Some woman wanted me to stay a week with her to help her in her garden to gather in vegetables and can them, to help with her house work and wash cans. The skin was coming off my hands. I was busy from morning till night. I was only a kid about 14 years old and I got tired and went home in 3 days. I guess I was a little homesick too. Anyway she give me a dollar for 3 days work. My sister stayed with a woman for $2.50 a week. She also carried the mail for the same people and I carried it some. We had to ride horseback and go over two hills, one was really steep. It was probably a 12-15 mile trip. I think it paid 75 cents a day, maybe a little more. No one got much money for what you done back then.Me, my Dad and sister hoed corn all day for $2.25, we all 3 cut corn for 8 cents a fodder shock. I picked strawberries for people for 5 cents a quart. It is a wonder I'm not rich for all the money I made in my life....ha ha...Me, my sister and some more kids used to play in the pasture field and we pretended we were sheep, we would pick and chew "sheepshire". I guess we eat some of it too. One girl told me I was her pet sheep and she picked it for me and put it on a rock for me to eat so I wouldn't have to.
When our baby sister was born, me and my older sister would argue who would get to carry her when we went somewhere. But that got old to me, but it didn't to my older sister, for she loved her so much. She spoiled her to death and kept it up as long as she lived. I loved her but I didn't want to do all that she wanted me to. We had an old rooster that would fight and I was afraid to go outside till the chickens went to roost. My sister would fight with it, and that made it that much worse. My uncle had one that would fight too and I wouldn't go there by myself. One jumped on my Mom and on my little cousin and he said "I thought I'd stumped him". I know we all had a good laugh out of that whatever it meant. One year we went to Grandma and Grandpa's in Ohio, Grandma was operated on, and we stayed awhile so Mom could help Grandma. There was a drought and all our garden stuff died. We had a rough time that winter with no vegetables to can or pickle. Mom pickled a half of a lard can of beans while we were at Grandma's out of her garden. Me and my older sister Alta were real small then.

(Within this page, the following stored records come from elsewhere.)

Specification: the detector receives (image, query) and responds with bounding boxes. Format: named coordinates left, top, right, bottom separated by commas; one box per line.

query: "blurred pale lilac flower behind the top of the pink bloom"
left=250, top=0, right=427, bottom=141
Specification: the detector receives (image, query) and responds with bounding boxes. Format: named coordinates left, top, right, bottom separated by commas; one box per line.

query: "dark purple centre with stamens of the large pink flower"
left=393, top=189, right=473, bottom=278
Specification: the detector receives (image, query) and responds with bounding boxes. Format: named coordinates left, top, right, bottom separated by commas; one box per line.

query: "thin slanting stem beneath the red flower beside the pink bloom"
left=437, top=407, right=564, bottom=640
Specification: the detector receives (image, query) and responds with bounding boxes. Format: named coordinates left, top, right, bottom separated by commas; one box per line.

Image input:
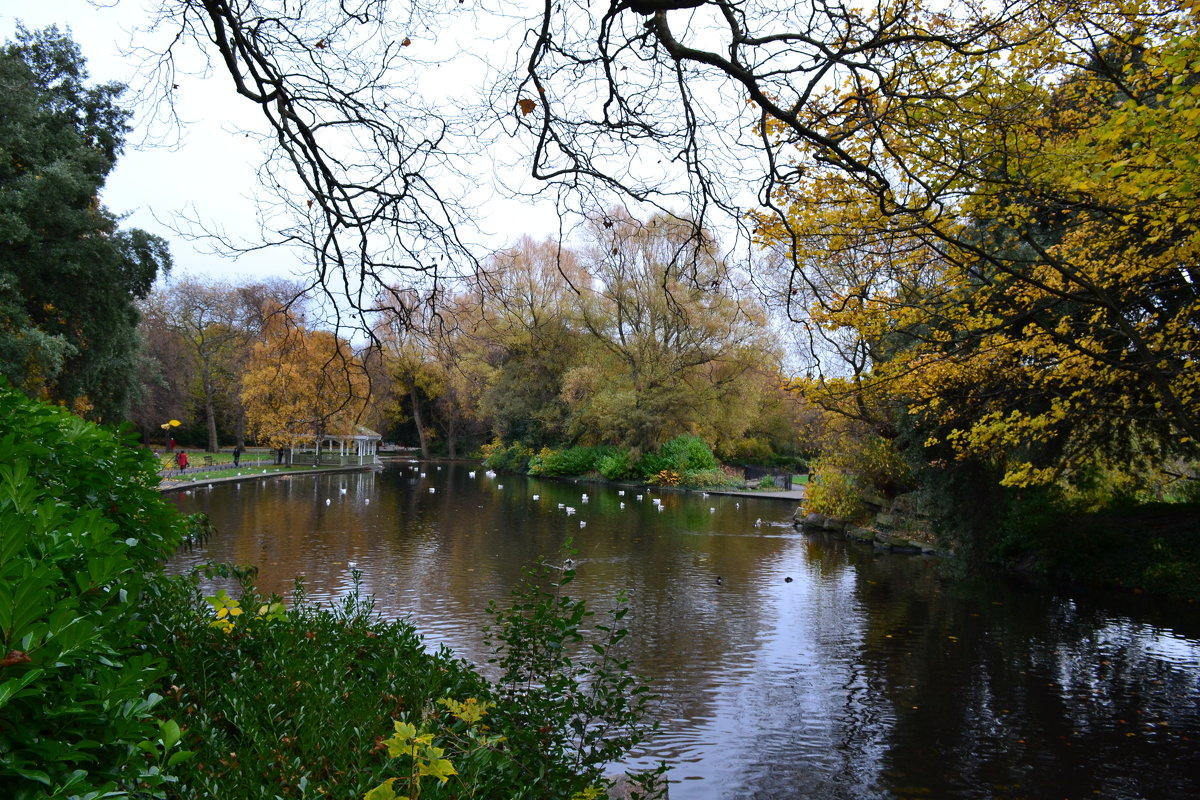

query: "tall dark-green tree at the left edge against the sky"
left=0, top=28, right=170, bottom=421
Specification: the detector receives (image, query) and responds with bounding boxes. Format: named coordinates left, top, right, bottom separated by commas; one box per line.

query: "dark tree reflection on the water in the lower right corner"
left=860, top=563, right=1200, bottom=798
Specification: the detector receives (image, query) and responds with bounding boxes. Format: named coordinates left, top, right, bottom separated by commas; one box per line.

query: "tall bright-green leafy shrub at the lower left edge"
left=0, top=387, right=186, bottom=800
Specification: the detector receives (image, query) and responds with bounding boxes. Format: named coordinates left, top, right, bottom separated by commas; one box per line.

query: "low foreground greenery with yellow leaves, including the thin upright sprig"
left=148, top=565, right=652, bottom=800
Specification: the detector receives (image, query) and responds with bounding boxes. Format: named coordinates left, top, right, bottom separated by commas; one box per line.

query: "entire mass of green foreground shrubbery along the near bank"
left=0, top=389, right=650, bottom=800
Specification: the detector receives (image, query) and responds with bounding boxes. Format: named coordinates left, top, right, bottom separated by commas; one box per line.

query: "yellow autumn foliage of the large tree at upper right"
left=756, top=0, right=1200, bottom=486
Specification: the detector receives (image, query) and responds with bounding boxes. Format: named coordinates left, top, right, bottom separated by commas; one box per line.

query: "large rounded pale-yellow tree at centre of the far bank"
left=563, top=211, right=779, bottom=450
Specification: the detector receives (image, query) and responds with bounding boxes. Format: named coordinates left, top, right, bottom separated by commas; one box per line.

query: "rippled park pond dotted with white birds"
left=172, top=463, right=1200, bottom=800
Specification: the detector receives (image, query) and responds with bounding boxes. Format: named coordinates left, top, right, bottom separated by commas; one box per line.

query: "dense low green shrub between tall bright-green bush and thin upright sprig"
left=146, top=566, right=489, bottom=800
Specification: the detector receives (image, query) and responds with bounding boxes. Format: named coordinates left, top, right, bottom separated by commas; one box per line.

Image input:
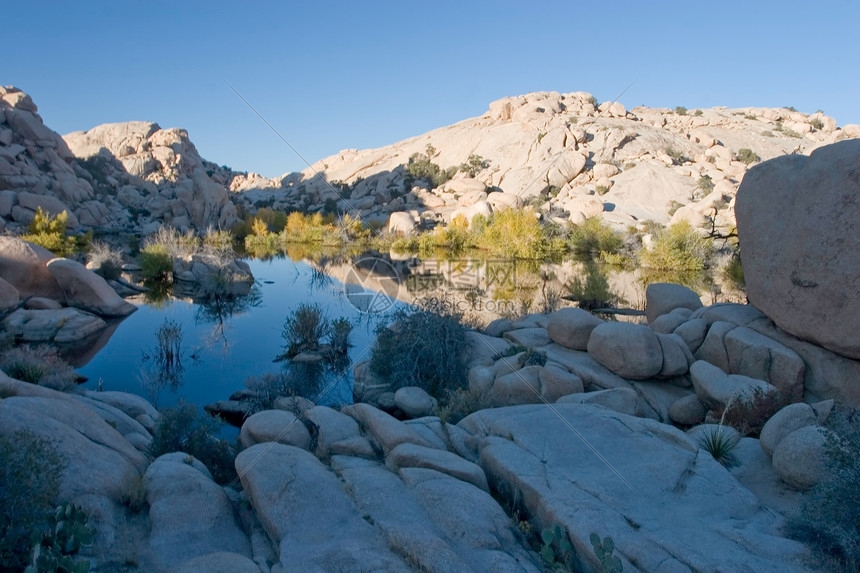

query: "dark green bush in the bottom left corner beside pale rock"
left=0, top=430, right=63, bottom=572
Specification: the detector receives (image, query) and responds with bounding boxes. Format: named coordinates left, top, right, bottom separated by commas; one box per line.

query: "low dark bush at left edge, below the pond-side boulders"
left=0, top=344, right=78, bottom=391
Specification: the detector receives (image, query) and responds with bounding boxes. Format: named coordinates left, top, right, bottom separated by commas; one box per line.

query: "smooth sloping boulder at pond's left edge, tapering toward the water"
left=47, top=258, right=137, bottom=317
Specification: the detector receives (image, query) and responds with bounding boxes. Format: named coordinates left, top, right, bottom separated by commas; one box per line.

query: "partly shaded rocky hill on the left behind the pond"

One year later me, Mom, my aunt and two cousins went to vast Grandma and Grandpa again...... We would go out to the road and pick up pretty gravels and brought them home with us. We didn't have nay gravels on our roads, they were just mud. In the winter time, cars couldn't get to our house If we were having company, Dad would go a mile to the mouth of the hollow where we lived and get them in the wagon. We would have young chickens and when someone come to stay all night, Mom would get up early, kill one and skin it and fry it for breakfast and make gravy. Before we got a radio we would go to my uncle's house on Saturday night to listen to the Grand Ole Opery. Before we got a TV we would go to the neighbor's houses to watch wrestling, boxing and Lester Flatt and Earl Scruggs. We visited our neighbors almost every night or they visited us. All us kids would be running and playing. We had a dog that would play ball with us. She would run and get the ball and bring back to us to throw again.